Patel, who directed the movie from a script written by him, Paul Angunawela and John Collee, is an appealing screen presence and you’re rooting for him — both as a character and as a filmmaker — right from the start. As an actor, he was built for empathy, with a slender frame and melting eyes that he can light up or expressively dim to create a sense of vulnerability. His performance in “Monkey Man” requires a lot from him below the neck — he has sculpted his body into stunt-ready shape, as a bit of striptease shows — but it’s his beseeching eyes that draw you to him. That’s especially crucial because while the messy story crams in a great deal — sad ladies, musclemen, brutal cops, exploited villagers, a false prophet and the Hindu god Hanuman, who appears as half-human, half-monkey — it never coheres.
Patel does some fine work in “Monkey Man” even if its fight sequences rarely pop, flow or impress; they’re energetic but uninspired. Far more striking is an extended sequence early in the story that begins with a thief on a scooter robbing a woman at an outdoor cafe. The bandit zooms off only to soon hand the pilfered item off to someone else who — as the camera hurries alongside each courier — rapidly snakes through the streets before passing the stolen object to another person (and so on) until the package finally lands in Kid’s hands. It’s a witty, flashy bit that announces Patel’s filmmaking ambitions and visually expresses how the story itself zigs and zags even as it hurtles forward.
That sequence — with its rush of bodies and scenery — also encapsulates one of the movie’s more frustrating flaws: its unrelenting, near-unmodulated narrative pace. For much of “Monkey Man” it’s just go, go, go. Rapid-fire editing is a feature, not a bug, in contemporary action movies, but even John Wick takes an occasional breather. (The “Wick” franchise is an obvious influence on “Monkey Man,” so much so there’s even an adorable dog.) When Kid does slow down midway it’s only because the character needs to heal, recalibrate his thinking and ready himself for the final showdown, which he does at a temple watched over by a towering statue and a welcoming group of hijras, who are referred to as India’s third gender.
It’s too bad that Kid doesn’t stay longer at the temple, where the company is charming and includes one of those wisdom-spouting elders, Alpha (Vipin Sharma, a sly scene-stealer), who guide heroes onto the right path. At the temple, Kid trains in time with a drummer in a nicely syncopated interlude that makes you wish the musician had played throughout the movie to help with its pacing.
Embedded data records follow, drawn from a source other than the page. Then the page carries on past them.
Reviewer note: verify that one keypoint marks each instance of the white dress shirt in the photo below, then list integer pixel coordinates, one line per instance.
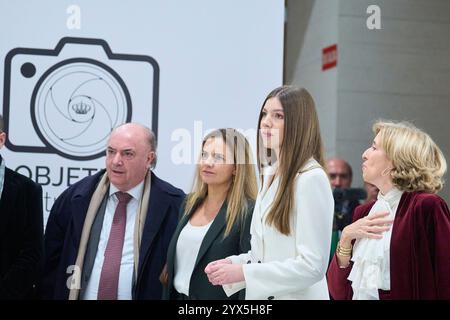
(188, 246)
(127, 262)
(290, 266)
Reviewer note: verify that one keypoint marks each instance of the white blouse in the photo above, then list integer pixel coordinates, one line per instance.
(371, 257)
(188, 246)
(290, 266)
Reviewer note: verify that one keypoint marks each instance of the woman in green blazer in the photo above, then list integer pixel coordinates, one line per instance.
(215, 218)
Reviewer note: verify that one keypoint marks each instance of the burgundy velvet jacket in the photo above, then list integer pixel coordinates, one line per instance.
(419, 253)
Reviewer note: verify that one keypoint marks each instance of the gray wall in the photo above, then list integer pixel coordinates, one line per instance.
(401, 72)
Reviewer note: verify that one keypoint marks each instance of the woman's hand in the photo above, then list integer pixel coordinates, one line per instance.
(370, 227)
(221, 272)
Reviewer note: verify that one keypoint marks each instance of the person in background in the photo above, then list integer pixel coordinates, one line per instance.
(21, 232)
(397, 246)
(292, 221)
(216, 218)
(107, 235)
(341, 175)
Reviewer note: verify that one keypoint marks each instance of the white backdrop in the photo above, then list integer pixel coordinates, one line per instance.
(72, 70)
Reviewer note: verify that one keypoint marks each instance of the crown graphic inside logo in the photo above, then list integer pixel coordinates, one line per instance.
(81, 108)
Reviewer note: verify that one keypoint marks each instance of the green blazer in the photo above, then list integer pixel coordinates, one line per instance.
(213, 247)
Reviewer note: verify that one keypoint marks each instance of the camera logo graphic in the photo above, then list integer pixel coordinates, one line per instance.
(67, 100)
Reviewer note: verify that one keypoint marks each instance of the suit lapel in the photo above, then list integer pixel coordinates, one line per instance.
(213, 233)
(173, 245)
(156, 213)
(7, 200)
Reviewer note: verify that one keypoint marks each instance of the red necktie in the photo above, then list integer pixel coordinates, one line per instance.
(109, 277)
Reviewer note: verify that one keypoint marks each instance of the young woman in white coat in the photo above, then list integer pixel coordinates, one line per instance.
(292, 221)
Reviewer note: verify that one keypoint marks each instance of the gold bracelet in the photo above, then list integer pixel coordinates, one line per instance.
(343, 252)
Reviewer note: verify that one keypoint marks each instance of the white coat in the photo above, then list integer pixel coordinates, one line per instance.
(294, 266)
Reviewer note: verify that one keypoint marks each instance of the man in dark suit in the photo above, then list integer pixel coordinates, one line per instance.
(21, 231)
(107, 235)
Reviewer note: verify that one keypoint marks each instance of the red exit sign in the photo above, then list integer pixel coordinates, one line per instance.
(329, 57)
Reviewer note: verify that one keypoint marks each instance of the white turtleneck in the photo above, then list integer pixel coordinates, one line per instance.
(371, 268)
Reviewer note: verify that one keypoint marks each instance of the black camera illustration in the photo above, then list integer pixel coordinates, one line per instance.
(67, 100)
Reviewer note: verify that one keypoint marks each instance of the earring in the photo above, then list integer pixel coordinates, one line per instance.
(384, 173)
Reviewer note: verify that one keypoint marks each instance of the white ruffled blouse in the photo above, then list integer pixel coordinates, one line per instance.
(371, 260)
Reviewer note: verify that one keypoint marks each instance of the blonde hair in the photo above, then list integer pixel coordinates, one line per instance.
(243, 186)
(301, 141)
(419, 164)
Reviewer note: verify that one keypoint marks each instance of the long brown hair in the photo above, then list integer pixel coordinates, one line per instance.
(243, 186)
(301, 141)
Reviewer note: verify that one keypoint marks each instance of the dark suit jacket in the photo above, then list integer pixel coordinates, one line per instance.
(419, 251)
(213, 247)
(21, 236)
(65, 224)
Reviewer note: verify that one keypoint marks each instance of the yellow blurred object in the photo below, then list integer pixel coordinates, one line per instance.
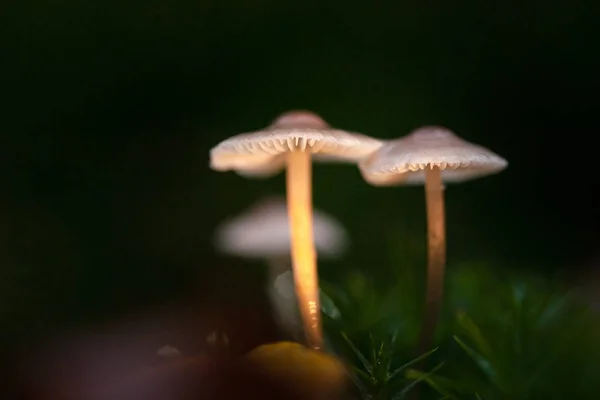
(316, 374)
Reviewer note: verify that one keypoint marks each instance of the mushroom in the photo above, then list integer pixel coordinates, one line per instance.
(431, 155)
(290, 141)
(263, 232)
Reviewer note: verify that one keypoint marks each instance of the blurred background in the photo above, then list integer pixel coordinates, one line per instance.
(109, 110)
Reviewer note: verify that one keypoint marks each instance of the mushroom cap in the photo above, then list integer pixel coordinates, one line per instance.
(403, 161)
(263, 232)
(262, 153)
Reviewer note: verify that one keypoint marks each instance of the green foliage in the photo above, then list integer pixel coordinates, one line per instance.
(364, 327)
(510, 337)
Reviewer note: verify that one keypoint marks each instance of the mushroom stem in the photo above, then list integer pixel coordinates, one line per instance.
(304, 261)
(436, 254)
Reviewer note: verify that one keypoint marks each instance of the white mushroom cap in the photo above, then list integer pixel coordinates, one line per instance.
(262, 153)
(263, 232)
(403, 161)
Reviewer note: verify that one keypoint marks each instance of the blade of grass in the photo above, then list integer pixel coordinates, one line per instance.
(414, 383)
(412, 362)
(368, 367)
(484, 365)
(474, 333)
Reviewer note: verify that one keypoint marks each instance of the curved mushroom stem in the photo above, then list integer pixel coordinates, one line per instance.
(304, 261)
(436, 253)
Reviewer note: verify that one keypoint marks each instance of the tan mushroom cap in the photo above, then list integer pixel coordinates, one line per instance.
(262, 153)
(403, 161)
(263, 231)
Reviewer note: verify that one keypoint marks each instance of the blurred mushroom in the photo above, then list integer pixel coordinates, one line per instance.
(431, 155)
(290, 141)
(263, 232)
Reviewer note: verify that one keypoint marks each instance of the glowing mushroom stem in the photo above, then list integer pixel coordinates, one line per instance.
(436, 253)
(304, 260)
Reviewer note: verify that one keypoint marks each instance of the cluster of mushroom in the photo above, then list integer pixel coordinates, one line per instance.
(429, 155)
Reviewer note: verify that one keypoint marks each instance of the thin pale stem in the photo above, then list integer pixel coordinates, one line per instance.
(436, 253)
(304, 260)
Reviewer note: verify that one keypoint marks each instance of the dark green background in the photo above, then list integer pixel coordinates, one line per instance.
(109, 109)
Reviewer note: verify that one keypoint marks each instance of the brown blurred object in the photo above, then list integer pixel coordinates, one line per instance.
(312, 374)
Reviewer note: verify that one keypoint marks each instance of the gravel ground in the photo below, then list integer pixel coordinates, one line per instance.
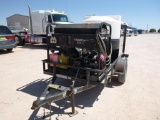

All too soon, though, Kid flexes his rested muscles and resumes his quest, racing ahead as Patel folds in flashbacks and vaguely waves a hand at the world that exists. By that point it’s clear that while Patel wants to say something about that world, however unclear, his character would be happier delivering beat downs in that magical, mystical land where John Wick and other violent screen fantasies live, fight and die in blissful unreality.
Monkey Man
Rated R for, you know, violence. Running time: 2 hours 1 minute. In theaters.